Lots have changed since Pete Carroll was working for the Seattle Seahawks. He used to be the head coach and vice president of football operations, but just as important, he had the final say over all roster moves for the team.
If Carroll wanted to draft a player and general manager John Schneider wasn't sure, Carroll's word was final. If there was a potential trade that Carroll thought would help the Seahawks, Schneider did his best to get it done.
In the majority of cases with NFL teams, such as the current state of the Seahawks, head coaches cannot build the roster in their image, but yield to the general manager. Fans sometimes misinterpret a deal a team does as the coach's doing. This is most of the time not the reality. The GM is making the decisions.
Pete Carroll's biggest mistake has crippled the Seahawks for years
With Carroll, it was different. He is no longer the coach for Seattle, but holds the same role, minus the roster decisions, with the Las Vegas Raiders. But many of his decisions with the Seahawks are long-lasting. One, in particular, has been ranked as the worst trade the Seahawks have made over the last decade by Kristopher Knox of Bleacher Report.
Knox names the worst trade of the last 10 years, and to be fair, the Seahawks' choice might be the easiest. In 2020, when Seattle acquired safety Jamal Adams from the New York Jets, the move appeared to be a safe one that would re-inspire the defense and help the unit become more aggressive.
The problem became that Seattle gave up far too much for a player who would become oft-injured. The risk was great even from the onset, though. That is because Seattle gave New York two first-round draft picks (one in 2021 and one in 2022) as well as a third-round pick in 2021. Seahawks safety Bradley McDougald was also part of the trade.
In his final two seasons in Seattle, Adams appeared in just 10 of a possible 34 games. He was released by the team in the 2024 offseason. He is currently a free agent.
A team giving up one first-round choice is going to affect the future, but two, and in back-to-back years, means the player being traded for has to be special for many years to overcome the losses of what the team could have added in the draft.
Adams was good in 2020 with 9.5 sacks (an NFL record for a defensive back), and he was solid in run support. What he always had a weakness in was pass coverage. He was inconsistent in that aspect, and often terrible. If Seattle had a plan to use three safeties, adding Adams would have worked better, even with his injury history, but that was never Carroll's plan.
Seattle was left with only three draft picks in 2021 after giving the Jets two of them.
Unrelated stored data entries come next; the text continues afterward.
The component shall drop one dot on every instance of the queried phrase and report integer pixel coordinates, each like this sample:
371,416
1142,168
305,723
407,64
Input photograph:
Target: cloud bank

None of the three places chosen (D'Wayne Eskridge, Tre Brown, and Stone Forsythe) are still with the team. Basically losing an entire year of a draft is crippling to a team.
The blame for that, and part of his downfall with the Seahawks, goes to Pete Carroll, who had final say over the roster moves at the time. Many things Seattle has done over the last few years are due to Carroll's horrible mistake in 2021.